We'll use a toy dataset (`make_moons`) for visualization and understanding.


In [None]:

import torch
import torch.nn as nn
import torch.optim as optim
from sklearn.datasets import make_moons
from sklearn.model_selection import train_test_split
import matplotlib.pyplot as plt
import numpy as np


## 1 Create a Toy Dataset

In [None]:

X, y = make_moons(n_samples=1000, noise=0.2, random_state=42)
X = torch.tensor(X, dtype=torch.float32)
y = torch.tensor(y, dtype=torch.long)

X_train, X_test, y_train, y_test = train_test_split(X, y, test_size=0.2, random_state=42)

plt.scatter(X_train[:,0], X_train[:,1], c=y_train, cmap='viridis', edgecolor='k')
plt.title('Training Data (Two Moons)')
plt.show()


## 2 Define the MLP Model

In [None]:

class MLP(nn.Module):
    def __init__(self, input_dim, hidden_dim, output_dim):
        super(MLP, self).__init__()
        self.layers = nn.Sequential(
            nn.Linear(input_dim, hidden_dim),
            nn.ReLU(),
            nn.Linear(hidden_dim, output_dim)
        )
    
    def forward(self, x):
        return self.layers(x)

model = MLP(input_dim=2, hidden_dim=16, output_dim=2)
print(model)


## 3 Define Loss Function and Optimizer

In [None]:

criterion = nn.CrossEntropyLoss()
optimizer = optim.Adam(model.parameters(), lr=0.01)


## 4 Train the Model

In [None]:

epochs = 100
for epoch in range(epochs):
    outputs = model(X_train)
    loss = criterion(outputs, y_train)
    
    optimizer.zero_grad()
    loss.backward()
    optimizer.step()
    
    if (epoch + 1) % 10 == 0:
        print(f"Epoch [{epoch+1}/{epochs}], Loss: {loss.item():.4f}")

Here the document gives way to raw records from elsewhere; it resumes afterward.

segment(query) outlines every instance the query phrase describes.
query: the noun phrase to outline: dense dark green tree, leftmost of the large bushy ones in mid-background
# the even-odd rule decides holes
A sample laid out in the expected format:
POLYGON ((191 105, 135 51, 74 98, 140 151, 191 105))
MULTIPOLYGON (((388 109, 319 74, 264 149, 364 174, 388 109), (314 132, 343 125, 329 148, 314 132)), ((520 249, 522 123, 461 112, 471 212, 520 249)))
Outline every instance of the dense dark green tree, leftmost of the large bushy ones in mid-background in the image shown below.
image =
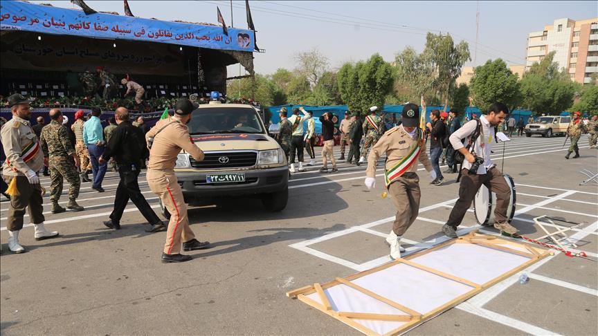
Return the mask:
POLYGON ((344 64, 337 77, 341 98, 355 111, 367 111, 372 105, 383 106, 384 98, 392 90, 392 68, 378 54, 367 62, 344 64))

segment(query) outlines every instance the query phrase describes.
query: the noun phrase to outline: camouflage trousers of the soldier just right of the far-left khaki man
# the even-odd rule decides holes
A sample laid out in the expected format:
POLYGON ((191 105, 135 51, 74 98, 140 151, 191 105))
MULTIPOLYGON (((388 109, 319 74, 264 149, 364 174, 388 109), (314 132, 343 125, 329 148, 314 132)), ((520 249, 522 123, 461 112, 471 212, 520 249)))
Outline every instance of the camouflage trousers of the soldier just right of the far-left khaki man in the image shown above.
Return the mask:
POLYGON ((49 160, 50 167, 50 200, 57 202, 62 194, 62 183, 64 179, 69 182, 69 200, 75 200, 79 197, 81 179, 75 167, 73 158, 69 156, 51 156, 49 160))

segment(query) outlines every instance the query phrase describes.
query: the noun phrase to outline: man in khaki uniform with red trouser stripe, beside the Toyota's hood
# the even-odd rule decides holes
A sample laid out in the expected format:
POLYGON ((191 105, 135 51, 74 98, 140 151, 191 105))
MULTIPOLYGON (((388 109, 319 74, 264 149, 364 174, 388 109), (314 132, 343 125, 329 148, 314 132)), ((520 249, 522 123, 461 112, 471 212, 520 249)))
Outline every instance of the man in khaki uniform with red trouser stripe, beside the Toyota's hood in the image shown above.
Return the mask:
POLYGON ((162 254, 163 263, 191 260, 191 256, 179 253, 181 241, 185 251, 199 250, 209 245, 207 241, 197 241, 189 227, 187 205, 174 174, 176 156, 181 149, 189 153, 194 160, 203 160, 203 151, 193 143, 187 128, 191 113, 197 109, 197 106, 199 106, 197 103, 192 103, 187 98, 179 99, 174 106, 174 115, 158 121, 156 126, 145 135, 149 147, 147 184, 170 212, 166 244, 162 254))

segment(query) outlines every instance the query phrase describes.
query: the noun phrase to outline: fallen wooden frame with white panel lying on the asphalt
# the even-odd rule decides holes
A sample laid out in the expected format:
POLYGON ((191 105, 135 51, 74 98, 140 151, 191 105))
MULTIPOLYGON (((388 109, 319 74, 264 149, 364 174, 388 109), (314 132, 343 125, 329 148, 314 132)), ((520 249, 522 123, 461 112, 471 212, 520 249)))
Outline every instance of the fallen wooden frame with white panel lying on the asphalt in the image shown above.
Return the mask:
POLYGON ((550 254, 474 231, 344 279, 291 290, 287 297, 367 335, 397 335, 550 254))

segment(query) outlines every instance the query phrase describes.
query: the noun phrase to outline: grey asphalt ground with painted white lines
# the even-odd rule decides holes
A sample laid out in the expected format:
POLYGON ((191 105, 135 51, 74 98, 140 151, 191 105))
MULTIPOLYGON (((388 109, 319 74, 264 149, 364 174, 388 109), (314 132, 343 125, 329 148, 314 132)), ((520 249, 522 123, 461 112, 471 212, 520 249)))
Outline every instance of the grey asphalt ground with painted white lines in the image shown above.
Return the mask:
MULTIPOLYGON (((581 158, 565 160, 564 138, 514 138, 495 145, 493 160, 516 183, 513 225, 529 237, 544 234, 532 218, 547 214, 582 223, 569 234, 577 250, 597 259, 598 185, 579 185, 581 169, 598 170, 598 151, 579 142, 581 158)), ((334 148, 338 158, 339 147, 334 148)), ((316 148, 317 162, 320 149, 316 148)), ((306 155, 307 158, 307 155, 306 155)), ((105 193, 84 183, 78 202, 84 212, 51 214, 46 226, 57 239, 35 241, 33 227, 21 230, 28 252, 11 254, 6 244, 6 200, 0 203, 0 333, 2 335, 357 335, 285 292, 346 277, 390 261, 384 236, 395 209, 381 198, 383 178, 369 192, 365 167, 341 162, 336 174, 319 166, 293 174, 289 205, 276 214, 260 201, 235 198, 189 209, 192 230, 212 243, 190 252, 192 261, 160 261, 165 233, 147 234, 144 219, 129 203, 122 230, 108 230, 118 176, 107 174, 105 193)), ((445 174, 429 185, 419 166, 419 218, 404 236, 407 254, 444 241, 440 227, 449 216, 458 184, 445 174)), ((442 170, 445 168, 442 167, 442 170)), ((42 178, 49 187, 49 179, 42 178)), ((156 196, 140 176, 156 212, 156 196)), ((65 186, 62 202, 66 203, 65 186)), ((28 223, 28 217, 25 218, 28 223)), ((471 211, 462 223, 475 225, 471 211)), ((497 234, 496 230, 484 230, 497 234)), ((411 330, 414 335, 596 335, 597 263, 549 256, 444 314, 411 330)))

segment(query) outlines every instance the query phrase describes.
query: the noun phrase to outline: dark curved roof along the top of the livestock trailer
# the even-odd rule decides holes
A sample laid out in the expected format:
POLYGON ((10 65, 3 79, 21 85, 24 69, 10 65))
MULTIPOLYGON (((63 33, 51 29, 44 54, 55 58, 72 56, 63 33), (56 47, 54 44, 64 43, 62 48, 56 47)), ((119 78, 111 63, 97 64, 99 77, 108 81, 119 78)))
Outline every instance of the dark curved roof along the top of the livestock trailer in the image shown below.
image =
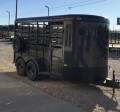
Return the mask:
POLYGON ((84 15, 84 14, 70 14, 70 15, 56 15, 56 16, 44 16, 44 17, 29 17, 18 18, 15 22, 29 22, 29 21, 53 21, 53 20, 84 20, 84 21, 97 21, 97 22, 109 22, 106 17, 97 15, 84 15))

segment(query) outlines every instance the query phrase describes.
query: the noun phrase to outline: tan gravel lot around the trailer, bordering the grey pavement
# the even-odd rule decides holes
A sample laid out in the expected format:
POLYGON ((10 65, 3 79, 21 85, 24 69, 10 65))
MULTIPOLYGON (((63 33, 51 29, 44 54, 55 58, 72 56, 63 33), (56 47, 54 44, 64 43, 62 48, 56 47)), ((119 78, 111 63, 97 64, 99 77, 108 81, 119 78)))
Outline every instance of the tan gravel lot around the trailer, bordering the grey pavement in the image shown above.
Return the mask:
MULTIPOLYGON (((109 54, 109 66, 120 75, 120 54, 109 54)), ((13 64, 12 43, 9 40, 0 39, 0 72, 30 84, 50 95, 62 99, 70 104, 78 106, 87 112, 120 112, 120 90, 102 86, 88 85, 80 82, 61 81, 43 78, 38 81, 30 81, 27 77, 20 77, 16 73, 13 64)), ((109 74, 112 69, 109 70, 109 74)), ((120 79, 120 78, 119 78, 120 79)))

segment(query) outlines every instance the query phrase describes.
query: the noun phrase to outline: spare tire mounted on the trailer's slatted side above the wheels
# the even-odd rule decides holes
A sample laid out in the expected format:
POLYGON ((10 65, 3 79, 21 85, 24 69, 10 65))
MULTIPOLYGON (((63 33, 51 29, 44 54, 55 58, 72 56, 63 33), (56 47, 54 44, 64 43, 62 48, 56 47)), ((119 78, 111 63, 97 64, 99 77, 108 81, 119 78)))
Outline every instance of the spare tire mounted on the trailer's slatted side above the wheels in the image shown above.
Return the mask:
POLYGON ((24 41, 21 37, 13 39, 13 49, 15 52, 21 52, 24 49, 24 41))

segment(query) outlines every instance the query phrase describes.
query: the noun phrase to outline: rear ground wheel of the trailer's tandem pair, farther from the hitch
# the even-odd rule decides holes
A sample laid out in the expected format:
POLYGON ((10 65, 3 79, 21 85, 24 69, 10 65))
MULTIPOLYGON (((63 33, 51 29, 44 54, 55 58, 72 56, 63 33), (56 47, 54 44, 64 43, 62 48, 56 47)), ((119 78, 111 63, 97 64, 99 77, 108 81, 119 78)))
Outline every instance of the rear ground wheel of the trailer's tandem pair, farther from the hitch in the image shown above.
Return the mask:
POLYGON ((20 76, 25 76, 26 75, 26 64, 25 61, 22 58, 19 58, 16 61, 16 69, 17 69, 17 73, 20 76))

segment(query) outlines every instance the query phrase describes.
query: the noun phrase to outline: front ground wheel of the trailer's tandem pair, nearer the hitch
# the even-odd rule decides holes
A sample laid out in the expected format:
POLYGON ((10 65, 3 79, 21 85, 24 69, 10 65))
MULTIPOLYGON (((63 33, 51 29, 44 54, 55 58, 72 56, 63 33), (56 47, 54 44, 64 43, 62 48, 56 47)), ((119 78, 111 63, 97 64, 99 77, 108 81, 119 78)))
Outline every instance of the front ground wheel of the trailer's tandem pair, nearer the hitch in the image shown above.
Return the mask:
POLYGON ((29 61, 26 66, 26 74, 32 81, 38 79, 38 69, 34 61, 29 61))

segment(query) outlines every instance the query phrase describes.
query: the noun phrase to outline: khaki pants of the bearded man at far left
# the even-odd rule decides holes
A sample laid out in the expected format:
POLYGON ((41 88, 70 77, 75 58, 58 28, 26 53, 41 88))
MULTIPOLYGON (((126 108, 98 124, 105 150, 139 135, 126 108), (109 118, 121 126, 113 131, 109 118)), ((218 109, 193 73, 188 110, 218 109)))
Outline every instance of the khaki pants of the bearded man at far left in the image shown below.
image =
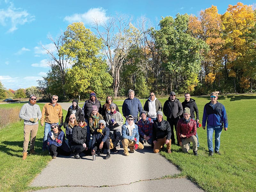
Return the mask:
POLYGON ((36 143, 36 133, 38 130, 38 124, 36 125, 24 125, 24 142, 23 142, 23 152, 28 150, 28 142, 30 135, 30 150, 35 148, 36 143))

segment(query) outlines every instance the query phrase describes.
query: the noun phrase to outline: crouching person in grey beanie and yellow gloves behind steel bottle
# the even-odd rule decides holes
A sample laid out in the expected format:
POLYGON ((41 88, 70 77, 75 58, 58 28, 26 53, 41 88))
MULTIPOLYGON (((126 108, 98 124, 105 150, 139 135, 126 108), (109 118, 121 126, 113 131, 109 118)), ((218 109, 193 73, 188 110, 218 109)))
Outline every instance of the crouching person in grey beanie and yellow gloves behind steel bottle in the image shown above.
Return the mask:
POLYGON ((99 121, 99 128, 95 129, 92 134, 92 155, 95 154, 97 149, 104 151, 107 149, 107 156, 105 159, 110 157, 110 141, 109 141, 109 129, 106 127, 106 122, 104 120, 99 121))

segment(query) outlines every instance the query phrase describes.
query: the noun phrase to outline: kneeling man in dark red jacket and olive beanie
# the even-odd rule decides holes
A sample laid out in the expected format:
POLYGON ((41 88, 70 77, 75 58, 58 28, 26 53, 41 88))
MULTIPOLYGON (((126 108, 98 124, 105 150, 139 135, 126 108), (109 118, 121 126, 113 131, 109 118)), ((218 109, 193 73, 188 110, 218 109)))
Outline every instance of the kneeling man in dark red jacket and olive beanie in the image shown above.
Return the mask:
POLYGON ((189 142, 192 142, 195 156, 197 156, 196 129, 196 121, 190 118, 190 109, 186 107, 183 112, 183 118, 177 123, 178 140, 184 153, 188 153, 189 142))

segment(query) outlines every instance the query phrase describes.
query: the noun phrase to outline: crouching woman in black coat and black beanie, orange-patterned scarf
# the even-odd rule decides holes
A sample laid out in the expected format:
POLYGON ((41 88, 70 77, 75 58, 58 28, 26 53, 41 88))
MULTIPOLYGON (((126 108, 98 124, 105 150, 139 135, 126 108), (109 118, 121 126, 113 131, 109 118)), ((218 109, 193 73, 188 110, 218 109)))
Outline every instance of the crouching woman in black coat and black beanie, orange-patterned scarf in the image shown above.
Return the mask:
POLYGON ((87 140, 87 127, 83 116, 79 117, 78 125, 74 126, 72 131, 71 151, 76 159, 81 159, 79 153, 88 149, 89 140, 87 140))

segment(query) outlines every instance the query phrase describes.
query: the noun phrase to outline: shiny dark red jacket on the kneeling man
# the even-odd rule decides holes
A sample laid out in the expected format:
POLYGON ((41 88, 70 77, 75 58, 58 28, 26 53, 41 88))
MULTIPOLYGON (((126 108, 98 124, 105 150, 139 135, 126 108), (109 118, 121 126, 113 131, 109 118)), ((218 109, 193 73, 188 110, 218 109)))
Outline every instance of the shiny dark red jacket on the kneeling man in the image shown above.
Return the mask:
POLYGON ((181 142, 180 134, 186 135, 187 138, 196 135, 196 121, 190 118, 190 121, 186 123, 183 118, 181 118, 177 123, 177 134, 178 140, 181 142))

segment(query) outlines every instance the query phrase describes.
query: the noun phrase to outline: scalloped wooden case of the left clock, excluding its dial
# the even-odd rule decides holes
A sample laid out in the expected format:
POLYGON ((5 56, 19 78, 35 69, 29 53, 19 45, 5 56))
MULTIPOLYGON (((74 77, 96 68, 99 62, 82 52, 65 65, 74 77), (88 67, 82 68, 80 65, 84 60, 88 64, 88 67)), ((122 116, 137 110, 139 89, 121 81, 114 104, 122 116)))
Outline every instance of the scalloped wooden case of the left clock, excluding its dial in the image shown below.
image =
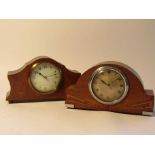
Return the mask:
POLYGON ((74 84, 80 75, 79 72, 68 70, 64 65, 49 57, 37 57, 26 63, 22 68, 8 72, 11 90, 8 92, 6 100, 9 103, 65 100, 66 88, 74 84), (32 66, 44 62, 54 64, 62 72, 60 85, 54 93, 39 93, 34 90, 30 83, 29 76, 32 66))

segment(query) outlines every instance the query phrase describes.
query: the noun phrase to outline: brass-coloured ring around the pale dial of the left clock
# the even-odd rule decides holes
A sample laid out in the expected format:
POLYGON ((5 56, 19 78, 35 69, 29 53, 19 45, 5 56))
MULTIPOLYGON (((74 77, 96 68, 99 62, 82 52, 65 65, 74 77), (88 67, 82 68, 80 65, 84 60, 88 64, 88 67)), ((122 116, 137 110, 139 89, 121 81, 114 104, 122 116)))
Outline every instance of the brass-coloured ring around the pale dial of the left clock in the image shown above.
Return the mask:
POLYGON ((28 82, 29 82, 30 87, 31 87, 34 91, 36 91, 36 92, 39 93, 39 94, 46 95, 46 94, 54 93, 54 92, 56 92, 56 91, 58 90, 59 85, 60 85, 60 83, 61 83, 61 81, 62 81, 62 71, 61 71, 60 68, 57 67, 57 69, 58 69, 58 71, 59 71, 61 77, 60 77, 60 81, 59 81, 59 84, 58 84, 58 86, 57 86, 56 89, 50 90, 50 91, 47 91, 47 92, 39 91, 38 89, 35 88, 35 86, 33 85, 32 81, 31 81, 31 74, 32 74, 32 71, 33 71, 38 65, 43 64, 43 63, 49 63, 49 64, 52 64, 52 65, 54 65, 55 67, 57 67, 55 64, 50 63, 50 62, 40 62, 40 63, 35 63, 35 64, 33 64, 32 67, 31 67, 31 69, 30 69, 28 82))

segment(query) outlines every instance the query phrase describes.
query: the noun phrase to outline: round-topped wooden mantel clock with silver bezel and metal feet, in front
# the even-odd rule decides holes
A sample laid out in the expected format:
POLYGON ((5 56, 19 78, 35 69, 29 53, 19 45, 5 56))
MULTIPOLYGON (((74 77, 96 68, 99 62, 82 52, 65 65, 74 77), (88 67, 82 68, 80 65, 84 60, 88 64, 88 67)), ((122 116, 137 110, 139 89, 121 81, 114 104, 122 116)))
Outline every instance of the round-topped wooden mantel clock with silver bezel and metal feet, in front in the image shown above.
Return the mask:
POLYGON ((105 62, 87 70, 68 87, 68 108, 152 115, 154 95, 125 64, 105 62))

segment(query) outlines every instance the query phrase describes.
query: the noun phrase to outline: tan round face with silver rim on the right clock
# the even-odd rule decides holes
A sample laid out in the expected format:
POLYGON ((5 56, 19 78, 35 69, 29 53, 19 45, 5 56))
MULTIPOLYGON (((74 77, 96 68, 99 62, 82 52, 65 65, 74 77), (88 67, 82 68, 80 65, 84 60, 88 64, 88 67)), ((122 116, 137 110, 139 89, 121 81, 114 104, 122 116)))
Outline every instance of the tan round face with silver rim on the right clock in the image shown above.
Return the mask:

## 5 Evaluate Model Accuracy

In [None]:

with torch.no_grad():
    preds = model(X_test)
    predicted = torch.argmax(preds, dim=1)
    acc = (predicted == y_test).float().mean()
    print(f"Test Accuracy: {acc:.4f}")


## 6 Visualize Decision Boundary

In [None]:

xx, yy = np.meshgrid(np.linspace(-2, 3, 100), np.linspace(-1.5, 2, 100))
grid = torch.tensor(np.c_[xx.ravel(), yy.ravel()], dtype=torch.float32)
with torch.no_grad():
    Z = torch.argmax(model(grid), dim=1).reshape(xx.shape)

plt.contourf(xx, yy, Z, alpha=0.5, cmap='viridis')
plt.scatter(X_test[:,0], X_test[:,1], c=y_test, edgecolor='k')
plt.title("MLP Decision Boundary")
plt.show()


## Exercises

### Exercise 1
Modify the MLP to have **two hidden layers** with dimensions `[16, 8]` and ReLU activations.


### Exercise 2
Try replacing `ReLU` with `nn.Tanh()`. How does accuracy change?

### Exercise 3
Add **L2 regularization (weight decay)** to the optimizer and observe its effect.